Zugleich sind die Kinder der Kleinfamilie chronisch gefährdet für „jede Art von Sucht“ (S. 186), wozu nicht nur Drogen zählen, sondern auch Status. „Die Kleinfamilie versagt, weil es nur unter den Umständen der isolierten Dreieckskonstellation (…) zu den dramatischen Brüchen im stabilen familialen Umfeld oder zu seinem abrupten Verlust kommen kann. Das Risiko vom Vater verlassen zu werden und der Zwang zur Neuorientierung, von denen Kinder nach einer Scheidung betroffen sind, treten ausschließlich im Kontext der Kleinfamilie auf. Wenn nur so wenige Bezugspersonen für ein Kind zuständig sind, führt dies (…) zum Verlust eines und zeitweilig sogar beider Elternteile. Für ein sicheres Aufwachsen von Kindern ist das fatal“ [...]"
 
 
Meine Rede:
Das afrikanische Sprichwort "Es braucht ein ganzes Dorf, um ein Kind großzuziehen." meint nicht, Kinder seien so schwierig, weshalb es mehrerer Erwachsener bedarf, aber durchaus, dass Sorge-Arbeit Arbeit ist und dass die Kinder eben mehrere verschiedene Bezugspersonen brauchen.
 
Das gilt übrigens auch für die Eltern, Mütter.

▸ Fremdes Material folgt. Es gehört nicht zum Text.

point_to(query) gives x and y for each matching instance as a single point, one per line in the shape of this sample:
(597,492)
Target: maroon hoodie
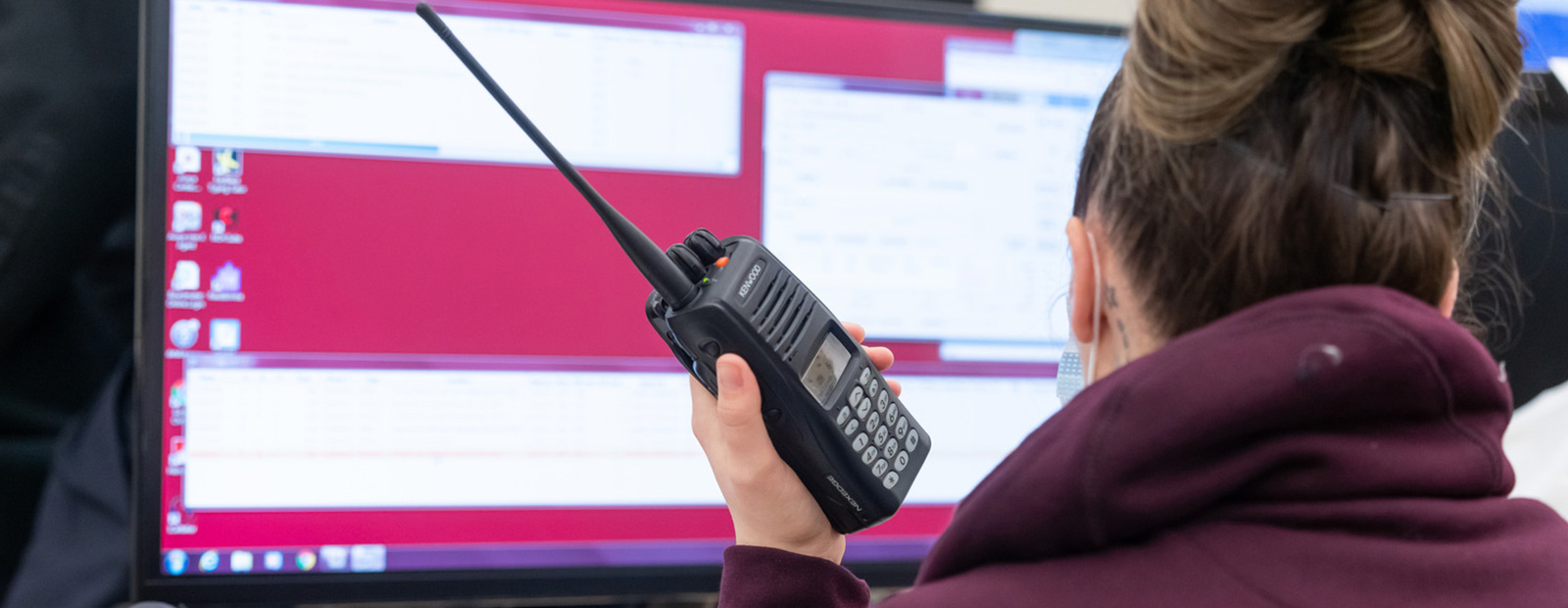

Ich finde, keine Mutter, kein Mensch sollte ein Kind oder gar mehrere völlig alleine umsorgen müssen. Denn früher oder später bleiben Kinder und/oder Erwachsener - meist die Mütter - auf der Strecke: physisch, psychisch, sozial ...
 
Fremdbetreung ist nicht ansatzweise vergleichbar, gar gleichsetzbar mit dem Vorhandensein mehrerer unterschiedlicher, vertrauter, über Jahre begleitender Bezugspersonen, Beziehungen. Da wir nicht mehr in Großfamilien leben, halte ich cohousing für eine gute Möglichkeit.
 
Wie geht eine Gesellschaft mit ihren Alten, Sterbenden, Kranken, Versehrten, Kindern, Fremden um? Wir: lagern sie sämtlich in Einrichtungen zur Fremd"betruung" aus - bequem, kalt, schäbig.
Um "frei", ohne Ballast, der Lohnarbeit frönen zu können, uns unter diese Knute zu beugen.
 
Wohl wissend, aber zumeist, alltäglich verdrängend, dass wir alle einmal Kinder waren, krank, alt werden und dass nichts im Leben eines jeden Menschen so gewiss ist wie der Tod - nicht nur sein eigener.
Wie barbarisch kann Mensch sein: wenn sein Mitgefühl betäubt ist.